The bipartisan, bicameral bill shuts down a legal “Bermuda Triangle” that currently allows law enforcement agencies to search Americans’ phones and laptops – including pictures, email, and anything on the device and possibly the cloud – when they cross the border without suspicion or a warrant. Press reports indicate these searches have spiked over the past year.
“The government should not have the right to access your personal electronic devices without probable cause,” Rep. Polis said. “Whether you are at home, walking down the street, or at the border, we must make it perfectly clear that our Fourth Amendment protections extend regardless of location. This bill is overdue, and I am glad we can come together in a bicameral, bipartisan manner to ensure that Customs and Border Patrol agents don’t continue to violate essential privacy safeguards.”

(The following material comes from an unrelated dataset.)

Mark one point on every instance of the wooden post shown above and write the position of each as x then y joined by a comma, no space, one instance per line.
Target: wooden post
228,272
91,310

The government has asserted broad authority to search or seize digital devices at the border without any level of suspicion due to legal precedent referred to as the “border search exception” to the Fourth Amendment’s requirement for probable cause or a warrant. Until 2014, government claimed it did not need a warrant to search a device if a person had been arrested. In a landmark unanimous decision, the Supreme Court (in Riley v. California) ruled that digital data is different and that law enforcement needed a warrant to search an electronic device when a person has been arrested.
This bill recognizes the principles from that decision extend to searches of digital devices at the border. In addition, this bill requires that U.S. persons know their rights before they consent to giving up online account information (like social media account names or passwords) or before they consent to give law enforcement access to their devices.